Roles of good enough mother: 1. Expose the child to risks (hygiene hypothesis); 2. Push the child away; 3. Mediate reality (organize and interpret it).
When is a mother a good (enough) mother? According to Winnicott, when she gradually and increasingly frustrates her child. These cumulative denials of the child's wishes and negations of his delusional and fantastic magical thinking are crucial to his emerging perception of an external world and his unimpaired reality test.
The good mother encourages the child's separation from her and its individuation via the formation of inviolable and respected personal boundaries. She does not sacrifice her autonomy and identity and does not fuse or merge with her child or treat it as her extension.
The good mother acknowledges her own moments of exasperation and depression. She does neither idealize nor devalue herself or the child. She harbors realistic expectations of the budding relationship and reacts proportionately. She has no mood swings and is not labile. She is stable, firm but not harsh, just and predictable but never dull. She encourages her offspring's curiosity even as she indulges her own.

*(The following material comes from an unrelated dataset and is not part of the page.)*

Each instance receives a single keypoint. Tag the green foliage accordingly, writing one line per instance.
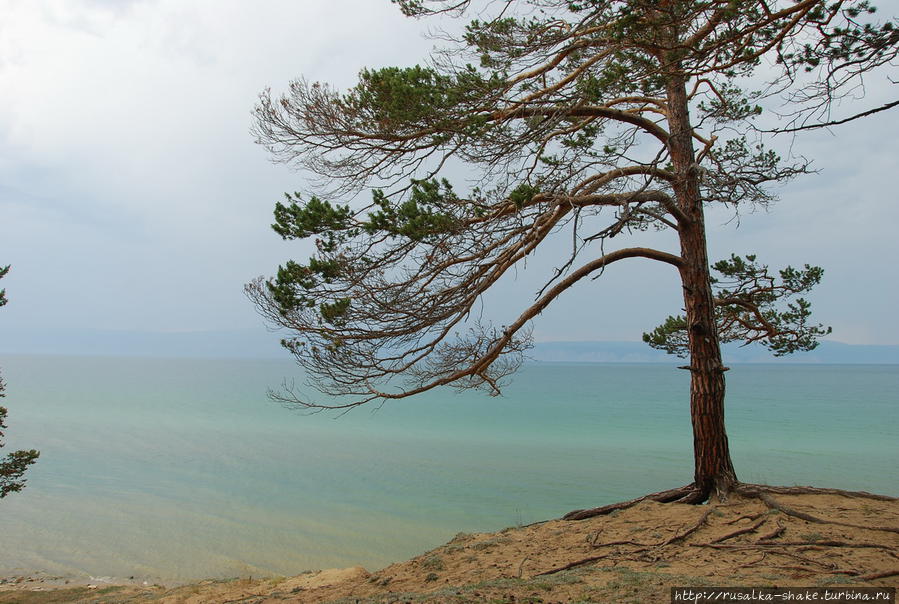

The narcissistic mother is a control freak and does not easily relinquish good and reliable sources of "narcissistic supply" (admiration, adulation, attention of any kind). It is the role of her children to replenish this supply, the children owe it to her. To make sure that the child does not develop boundaries, and does not become independent, or autonomous, the narcissistic parent micromanages the child's life and encourages dependent and infantile behaviors in her offspring.
Such a parent bribes the child (by offering free lodging or financial support or "help" with daily tasks) or emotionally blackmails the child (by constantly demanding help and imposing chores, claiming to be ill or disabled) or even threatens the child (for instance: to disinherit her if she does not comply with the parent's wishes).
The narcissistic mother also does her best to scare away anyone who may upset this symbiotic relationship or otherwise threaten the delicate, unspoken contract. She sabotages any budding relationship her child develops with lies, deceit, and scorn.
To ameliorate the unease bred by this emotional ambivalence, the narcissistic parent resorts to a myriad of control mechanisms. These can be grouped into: guilt-driven ("I sacrificed my life for you"), codependent ("I need you, I cannot cope without you"), goal-driven ("We have a common goal which we can and must achieve"), shared psychosis or emotional incest ("You and I are united against the whole world, or at least against your monstrous, no-good father ...", "You are my one and only true love and passion") and explicit ("If you do not adhere to my principles, beliefs, ideology, religion, values, if you do not obey my instructions, I will punish you").
As Lidija Rangelovska observed, the narcissistic parent often regards himself or herself as a martyr and uses her/his alleged “suffering” as a currency, a mode of communication, an explanatory and organizing principle, which endows the lives of the parent and of his nearest and dearest with meaning, direction, message, and mission. Being introduced into the narcissist’s drama is a privilege, an honor, an initiation, and the true hallmark of intimacy.
The guilt trip induced by the narcissistic parent is not time-limited because it is not linked to a specific action of the “perpetrator”; it is intended to elicit never-ending “compensation”; and is not designed to bring on a restoration of the relationship, or a rehabilitation of the “offender.” It is a tool of control and an instrument of manipulation: the “culprit” is meant to feel guilty for merely existing and for as long as s/he exists.
This exercise of control helps to sustain the illusion that the child is a part of the narcissist. But maintaining the illusion calls for extraordinary levels of control (on the part of the parent) and obedience (on the part of the child). The relationship is typically symbiotic and emotionally turbulent.